Debugging Thumb and ARM Code
Debugging Cortex-M3 code containing both Thumb and ARM requires debuggers that support both states. Key debugging considerations are:
- Ensure debugger handles register, stack and memory correctly per ISA state.
- Debugger must track transition between Thumb and ARM code.
- Support for setting breakpoint on Thumb-ARM boundaries.
- Single stepping must account for state transition.
ARM Development Studio, Keil MDK and OpenOCD debugger support joint Thumb-2 and ARM debugging. Debug configuration needs to enable intermixing and dual-state debugging support.
Tools and Compiler Support
Most ARM compilers support generating both Thumb and ARM code for Cortex-M3:
- GCC – Supports intermixing via inline assembly and intrinsics.
- ARM Compiler – Automatically intermixes based on code efficiency.
- IAR – Allows mixing Thumb with ARM functions.
- Keil MDK – Intermixing done manually or automatically.
Compiler optimizations like inlining and loop unrolling also help reduce the Thumb performance gap by generating more efficient code.

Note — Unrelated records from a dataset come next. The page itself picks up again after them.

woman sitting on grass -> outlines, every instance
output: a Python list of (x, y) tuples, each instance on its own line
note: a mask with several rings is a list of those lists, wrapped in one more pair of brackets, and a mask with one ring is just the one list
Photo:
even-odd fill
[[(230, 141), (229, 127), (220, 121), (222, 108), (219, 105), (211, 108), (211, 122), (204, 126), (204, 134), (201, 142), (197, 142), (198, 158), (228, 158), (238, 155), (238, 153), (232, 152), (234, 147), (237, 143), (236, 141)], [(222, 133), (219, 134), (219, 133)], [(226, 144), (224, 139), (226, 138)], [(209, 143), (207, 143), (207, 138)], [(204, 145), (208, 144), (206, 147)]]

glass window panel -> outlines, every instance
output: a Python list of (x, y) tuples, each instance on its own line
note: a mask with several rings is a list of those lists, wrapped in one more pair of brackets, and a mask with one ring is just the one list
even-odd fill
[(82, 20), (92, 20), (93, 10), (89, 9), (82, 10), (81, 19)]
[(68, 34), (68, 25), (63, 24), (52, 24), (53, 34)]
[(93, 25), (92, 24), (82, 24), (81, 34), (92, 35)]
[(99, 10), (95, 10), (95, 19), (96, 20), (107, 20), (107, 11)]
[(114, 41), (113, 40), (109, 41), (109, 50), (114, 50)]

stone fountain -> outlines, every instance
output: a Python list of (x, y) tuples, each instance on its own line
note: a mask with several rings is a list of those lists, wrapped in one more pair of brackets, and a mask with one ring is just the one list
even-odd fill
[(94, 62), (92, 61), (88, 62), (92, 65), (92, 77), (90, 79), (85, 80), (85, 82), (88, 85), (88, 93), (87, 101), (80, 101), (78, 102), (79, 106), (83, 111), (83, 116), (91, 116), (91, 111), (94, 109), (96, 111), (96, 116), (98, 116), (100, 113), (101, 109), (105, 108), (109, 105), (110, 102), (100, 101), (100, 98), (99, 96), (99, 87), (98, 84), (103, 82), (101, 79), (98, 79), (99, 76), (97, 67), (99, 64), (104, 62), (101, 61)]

Enabling these tends to improve Thumb code significantly.
Summary
For Cortex-M3, Thumb code provides better code density while ARM can provide higher performance. Intermixing Thumb and ARM allows balancing these factors effectively for a given application based on its requirements, algorithms and performance metrics. ARM instructions are recommended for code segments involving extensive processing or data access. Thumb works best for control functions, I/O routines and exception handlers. Utilizing compilers and tools that support intermixing makes the dual instruction sets easy to use together in Cortex-M3.